As part of the economics deal, Gov. Ricardo Rossello and the legislature will revoke their statute that makes at-will firing tougher for private-sector employers. The government hopes that this will lead to an influx of on-island hiring, reports Reuters. In exchange for relaxing the termination laws, the board will no longer try to eliminate Christmas bonuses or reduce the number of sick days for public and private-sector workers.
The board’s fiscal plan, which it unveiled in April, would have ordered the removal of the bonuses and reduced sick days to 14 days, a program the governor adamantly criticized. The island’s currently grants 27 vacation and sick days per year for full-time employees.
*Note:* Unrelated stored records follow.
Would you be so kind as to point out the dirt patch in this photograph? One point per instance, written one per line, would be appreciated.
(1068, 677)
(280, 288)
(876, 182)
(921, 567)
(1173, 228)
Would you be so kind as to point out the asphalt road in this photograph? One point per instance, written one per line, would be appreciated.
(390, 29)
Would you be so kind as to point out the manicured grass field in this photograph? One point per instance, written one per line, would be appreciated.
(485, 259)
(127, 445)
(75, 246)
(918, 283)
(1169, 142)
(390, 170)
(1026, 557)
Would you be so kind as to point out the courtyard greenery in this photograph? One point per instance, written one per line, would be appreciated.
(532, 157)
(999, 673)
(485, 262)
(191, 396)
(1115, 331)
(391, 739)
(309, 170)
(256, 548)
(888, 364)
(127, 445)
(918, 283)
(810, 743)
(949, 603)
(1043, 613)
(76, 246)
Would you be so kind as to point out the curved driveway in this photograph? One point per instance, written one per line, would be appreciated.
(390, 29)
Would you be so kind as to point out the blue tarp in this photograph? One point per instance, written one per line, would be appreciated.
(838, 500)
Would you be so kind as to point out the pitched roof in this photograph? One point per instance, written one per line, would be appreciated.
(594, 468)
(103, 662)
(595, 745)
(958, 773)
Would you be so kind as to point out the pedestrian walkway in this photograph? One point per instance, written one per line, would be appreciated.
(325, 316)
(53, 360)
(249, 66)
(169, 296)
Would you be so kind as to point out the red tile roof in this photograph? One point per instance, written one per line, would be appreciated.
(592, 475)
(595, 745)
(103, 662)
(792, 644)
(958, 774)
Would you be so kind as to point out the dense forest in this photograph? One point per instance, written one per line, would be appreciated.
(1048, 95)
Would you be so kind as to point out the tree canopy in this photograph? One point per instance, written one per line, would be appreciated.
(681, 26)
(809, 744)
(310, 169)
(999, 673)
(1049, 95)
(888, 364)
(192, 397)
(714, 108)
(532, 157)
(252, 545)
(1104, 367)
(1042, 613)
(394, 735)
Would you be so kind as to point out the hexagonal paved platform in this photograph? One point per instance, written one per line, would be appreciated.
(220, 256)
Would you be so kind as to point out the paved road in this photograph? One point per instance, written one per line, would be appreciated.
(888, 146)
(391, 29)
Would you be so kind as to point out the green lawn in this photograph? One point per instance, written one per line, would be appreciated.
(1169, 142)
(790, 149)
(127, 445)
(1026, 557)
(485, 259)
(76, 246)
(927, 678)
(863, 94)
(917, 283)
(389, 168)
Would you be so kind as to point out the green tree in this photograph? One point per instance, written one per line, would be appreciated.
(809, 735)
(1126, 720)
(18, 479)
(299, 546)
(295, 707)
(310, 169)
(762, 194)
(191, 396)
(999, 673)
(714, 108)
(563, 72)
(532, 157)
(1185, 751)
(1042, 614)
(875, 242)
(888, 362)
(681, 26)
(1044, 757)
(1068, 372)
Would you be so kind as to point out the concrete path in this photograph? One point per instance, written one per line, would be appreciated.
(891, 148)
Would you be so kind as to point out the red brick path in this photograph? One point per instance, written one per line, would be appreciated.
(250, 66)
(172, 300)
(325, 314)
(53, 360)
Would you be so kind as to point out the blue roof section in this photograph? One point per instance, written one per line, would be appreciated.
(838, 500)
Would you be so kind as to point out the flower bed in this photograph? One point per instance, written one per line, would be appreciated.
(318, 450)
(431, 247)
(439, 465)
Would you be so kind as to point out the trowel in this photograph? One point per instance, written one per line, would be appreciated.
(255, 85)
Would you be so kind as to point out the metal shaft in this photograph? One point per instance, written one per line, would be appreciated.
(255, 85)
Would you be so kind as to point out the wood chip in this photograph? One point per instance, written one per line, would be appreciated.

The board will also work to revise plans to reverse the bankrupt island’s economy, by closing a third of the commonwealth government’s budget over six years. Rossello had rejected the original blueprint, saying the board lacked the power to order such spending reductions.
However, there was no agreement on how to deal with another massive controversy: Puerto Rico’s pension reform.
The federally appointed board’s director, Natalie Jaresco, told BondBuyer.com that it is still looking to cut the spending for public-worker retirement benefits by 10% starting in fiscal 2020, a plan Rossello also opposes. The commonwealth faces a $70 billion shortfall, and can only cover 8% of its pension obligations.Although she did not say when, Jaresco expects the board to vote on the fiscal plan’s changes “soon.”